The 2026 Major League Baseball season opened Wednesday on Netflix. (I didn’t watch; I gave up on baseball after the Pirates lost the 1992 NLCS.)
The broadcast, as explained by John Ourand of Puck, had connective tissue to Netflix’s most recent NFL foray.
As Ourand explains in his Varsity newsletter, several ads that appeared during the Yankees-Giants game from San Francisco were “make-goods” due to Netflix’s failure to deliver numbers it had promised to advertisers for the Christmas doubleheader featuring Cowboys-Commanders and Lions-Vikings.
The games generated 19.9 million viewers for Cowboys-Commanders and 27.5 million for Lions-Vikings; however, Netflix fell short of the guarantees for the 18-54 demographic — reportedly by 18 percent.
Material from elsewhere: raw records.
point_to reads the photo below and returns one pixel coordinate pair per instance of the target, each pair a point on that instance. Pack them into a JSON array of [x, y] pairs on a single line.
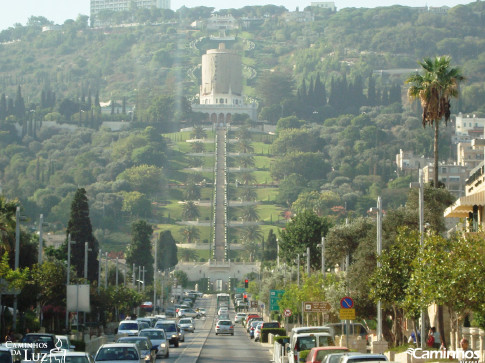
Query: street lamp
[[322, 245]]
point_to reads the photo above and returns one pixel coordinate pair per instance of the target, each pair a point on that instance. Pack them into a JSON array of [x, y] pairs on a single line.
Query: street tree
[[139, 251], [167, 251], [435, 87]]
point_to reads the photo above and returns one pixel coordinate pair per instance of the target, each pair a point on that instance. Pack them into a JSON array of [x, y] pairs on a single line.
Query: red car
[[317, 354]]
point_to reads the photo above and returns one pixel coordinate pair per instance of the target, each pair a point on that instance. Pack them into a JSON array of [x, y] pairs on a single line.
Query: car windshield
[[5, 357], [167, 327], [323, 353], [305, 343], [153, 334], [128, 326], [117, 353]]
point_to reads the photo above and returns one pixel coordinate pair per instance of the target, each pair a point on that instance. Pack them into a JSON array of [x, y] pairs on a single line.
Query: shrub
[[275, 331]]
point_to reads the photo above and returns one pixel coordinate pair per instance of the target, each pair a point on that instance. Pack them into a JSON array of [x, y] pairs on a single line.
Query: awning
[[464, 205]]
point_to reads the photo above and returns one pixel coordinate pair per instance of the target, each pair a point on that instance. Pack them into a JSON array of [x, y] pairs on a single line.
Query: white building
[[122, 5]]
And with Netflix not having any live sports from Christmas until exactly three months later, the “make-good” ads happened during the MLB game.
Ourand reports that Netflix offered to place ads on other programming, but many of them preferred to have ads purchased for a live sporting event to be used for a live sporting event.
With Netflix, to date, having only a smattering of live sports, the next opportunity was the first game of the MLB season.
For streamers like Netflix that will be cherry-picking big events and not buying full packages, it could become a common issue.